May 19, 2017 Headline News No Comments Email Email

Airlines are bracing themselves for the daunting possibility of a total laptop ban on transatlantic flights – or even on all international flights – following discussions between European and US negotiators over a new terror threat.

Such a ban would cause major travel disruption and be massively expensive.

Officials from the US Department of Homeland Security and the European Union have just ended talks in Brussels about threats to air travel, including the development of a laptop bomb. US President Donald Trump is said to have discussed the same thing with Russian diplomats at the White House last week.

Britain and the US have banned laptops on inbound flights from certain Middle Eastern and African countries and reports suggest the US is pushing for a similar ban on transatlantic flights from Europe.

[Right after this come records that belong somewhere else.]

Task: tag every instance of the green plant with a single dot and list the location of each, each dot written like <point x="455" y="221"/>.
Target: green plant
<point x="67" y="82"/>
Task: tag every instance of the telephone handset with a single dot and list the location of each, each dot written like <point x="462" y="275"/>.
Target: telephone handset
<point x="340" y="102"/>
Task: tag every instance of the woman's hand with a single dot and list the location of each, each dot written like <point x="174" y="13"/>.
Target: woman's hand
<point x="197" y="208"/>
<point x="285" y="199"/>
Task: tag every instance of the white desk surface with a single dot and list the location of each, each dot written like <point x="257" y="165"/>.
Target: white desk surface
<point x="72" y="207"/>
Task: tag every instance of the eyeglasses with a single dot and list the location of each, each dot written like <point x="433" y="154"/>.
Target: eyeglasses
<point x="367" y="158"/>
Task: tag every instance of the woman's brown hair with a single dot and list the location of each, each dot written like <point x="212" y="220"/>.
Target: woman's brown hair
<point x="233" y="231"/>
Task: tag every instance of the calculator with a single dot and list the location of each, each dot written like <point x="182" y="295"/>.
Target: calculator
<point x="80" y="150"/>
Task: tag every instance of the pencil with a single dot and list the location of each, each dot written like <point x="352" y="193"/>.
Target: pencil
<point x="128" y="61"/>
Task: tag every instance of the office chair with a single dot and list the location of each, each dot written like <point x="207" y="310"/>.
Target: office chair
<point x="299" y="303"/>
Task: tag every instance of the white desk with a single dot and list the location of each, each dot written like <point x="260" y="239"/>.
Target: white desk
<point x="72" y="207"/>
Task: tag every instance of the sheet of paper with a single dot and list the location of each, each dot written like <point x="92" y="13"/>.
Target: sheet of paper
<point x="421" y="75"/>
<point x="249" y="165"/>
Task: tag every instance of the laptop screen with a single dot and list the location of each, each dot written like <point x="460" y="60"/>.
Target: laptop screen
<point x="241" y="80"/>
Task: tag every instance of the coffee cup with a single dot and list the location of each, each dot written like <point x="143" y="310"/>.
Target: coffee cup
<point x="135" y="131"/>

Laptop. Now banned in cabins on some airlines and routes

So far, there’s no laptop ban on transatlantic flights, but after the talks in Brussels, news reports carried around the world said airlines considered “it is merely a matter of time before the ban is put in place”.

The US and EU negotiators are due to meet again in Washington next week “to further assess shared risks and solutions for protecting airline passengers, whilst ensuring the smooth functioning of global air travel,” a joint statement said.

Australia is following progress closely.

“We are taking into account all of the information and advice we’re receiving internationally and we’re working very closely with our partners,” Prime Minister Malcolm Turnbull said.

Australia is considering following the US and British idea of banning laptops on flights from some Middle Eastern and African countries or perhaps more widely.

IATA estimates that banning laptops on flights from Europe to the US would cost travellers over USD 1 billion, a figure consisting of USD 655 million in lost productivity, USD 216 million from longer travel times and AUD 195 million for renting replacement loan devices on board.

IATA chief executive Alexandre de Juniac says travelling with laptops is “part of everyday life”.

“We have a common interest in safe and secure flights. Yet last month the US and the UK announced that large electronic devices would be banned from passenger cabins on some flights from the Middle East and North Africa.

“There was no consultation with airlines and the measure challenged public confidence with inconsistencies, while the safety concerns over concentrations of lithium batteries in the aircraft hold have not been adequately considered or addressed.”